The most important positive change is greater public understanding of the importance of holding public officials accountable, demanding answers on how public funds are being spent as well as reasons for government decisions. Sri Lankans are finally exercising their duties as citizens. The disappointing factor is that these demands are still being made mainly by civic activists, trade unions, human rights defenders, and marginalized populations. The middle classes and the privileged have become quiet since Wickremesinghe was appointed president. Now able to obtain their weekly ration of fuel, they do not appear concerned about the need for systemic change. They are instead keen to have citizen demands and protests cease, as they find them inconvenient and feel they undermine stability. Yet, it is only if these demands for systemic change are met that it will be possible to bring about long-term stability.

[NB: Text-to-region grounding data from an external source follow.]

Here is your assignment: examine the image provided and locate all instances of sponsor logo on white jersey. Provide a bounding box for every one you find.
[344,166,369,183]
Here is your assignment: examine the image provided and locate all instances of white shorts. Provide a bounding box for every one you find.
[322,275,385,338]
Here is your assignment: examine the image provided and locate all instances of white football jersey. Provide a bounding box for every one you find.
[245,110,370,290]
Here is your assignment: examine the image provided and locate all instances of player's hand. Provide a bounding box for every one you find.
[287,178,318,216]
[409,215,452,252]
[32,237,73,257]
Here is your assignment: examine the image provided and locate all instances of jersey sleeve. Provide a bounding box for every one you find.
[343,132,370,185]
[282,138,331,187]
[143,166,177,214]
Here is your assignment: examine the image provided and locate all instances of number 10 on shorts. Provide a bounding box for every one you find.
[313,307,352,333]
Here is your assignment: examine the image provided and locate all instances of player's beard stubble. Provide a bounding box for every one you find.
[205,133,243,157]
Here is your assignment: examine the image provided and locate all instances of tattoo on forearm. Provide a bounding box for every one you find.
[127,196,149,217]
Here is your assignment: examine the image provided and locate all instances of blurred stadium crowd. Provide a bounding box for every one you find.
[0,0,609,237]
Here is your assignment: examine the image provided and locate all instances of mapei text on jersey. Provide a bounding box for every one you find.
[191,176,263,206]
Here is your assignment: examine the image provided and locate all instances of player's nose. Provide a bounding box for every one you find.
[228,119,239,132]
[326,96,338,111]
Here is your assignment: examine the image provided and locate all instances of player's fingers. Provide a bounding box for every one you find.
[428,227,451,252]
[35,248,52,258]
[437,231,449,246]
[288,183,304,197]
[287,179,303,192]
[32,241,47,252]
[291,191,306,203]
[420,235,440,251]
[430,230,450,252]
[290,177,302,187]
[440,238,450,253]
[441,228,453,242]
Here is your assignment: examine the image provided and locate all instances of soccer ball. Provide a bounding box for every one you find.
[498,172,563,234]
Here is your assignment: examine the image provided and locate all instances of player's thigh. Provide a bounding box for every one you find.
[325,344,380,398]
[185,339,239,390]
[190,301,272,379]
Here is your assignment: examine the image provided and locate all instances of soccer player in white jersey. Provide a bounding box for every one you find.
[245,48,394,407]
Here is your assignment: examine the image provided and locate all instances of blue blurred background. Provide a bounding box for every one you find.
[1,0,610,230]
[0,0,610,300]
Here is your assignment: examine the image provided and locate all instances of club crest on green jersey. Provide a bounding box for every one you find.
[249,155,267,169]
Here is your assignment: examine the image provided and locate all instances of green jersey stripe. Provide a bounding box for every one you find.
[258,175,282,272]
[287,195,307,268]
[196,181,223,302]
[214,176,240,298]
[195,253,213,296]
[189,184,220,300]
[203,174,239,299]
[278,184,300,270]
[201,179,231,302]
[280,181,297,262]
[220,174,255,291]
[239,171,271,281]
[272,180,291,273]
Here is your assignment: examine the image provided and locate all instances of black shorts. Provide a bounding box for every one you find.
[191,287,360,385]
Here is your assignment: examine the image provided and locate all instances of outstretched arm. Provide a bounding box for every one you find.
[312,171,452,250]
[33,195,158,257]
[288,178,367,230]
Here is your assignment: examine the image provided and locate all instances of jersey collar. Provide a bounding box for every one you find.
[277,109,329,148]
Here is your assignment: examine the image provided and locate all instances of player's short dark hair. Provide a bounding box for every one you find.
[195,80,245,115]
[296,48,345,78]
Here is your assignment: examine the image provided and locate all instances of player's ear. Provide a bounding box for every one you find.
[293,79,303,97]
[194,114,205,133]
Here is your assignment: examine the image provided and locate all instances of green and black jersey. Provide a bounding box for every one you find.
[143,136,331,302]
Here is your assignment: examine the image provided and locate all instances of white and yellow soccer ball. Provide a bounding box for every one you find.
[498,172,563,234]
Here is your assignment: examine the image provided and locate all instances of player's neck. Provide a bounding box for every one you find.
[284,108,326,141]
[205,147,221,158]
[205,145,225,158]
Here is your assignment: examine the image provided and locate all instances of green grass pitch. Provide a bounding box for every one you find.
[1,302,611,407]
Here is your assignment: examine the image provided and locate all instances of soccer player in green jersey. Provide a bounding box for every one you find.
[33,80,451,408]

The other gap is lack of public awareness of the law and civic rights and duties. As a journalist, what struck me most during conversations with the public and protestors is the need to increase awareness about how democracy functions, why it is important to respect the law, and counter discrimination and bigotry and respect and celebrate the plural and diverse nature of Sri Lanka.
Sri Lanka is at that juncture again, when we have the opportunity to choose to change our destinies, not through cosmetic change but substantive change. This requires asking hard questions not only of the politicians, but also from ourselves, as we elect those who govern us. Without this, Sri Lanka will not achieve prosperity or peace.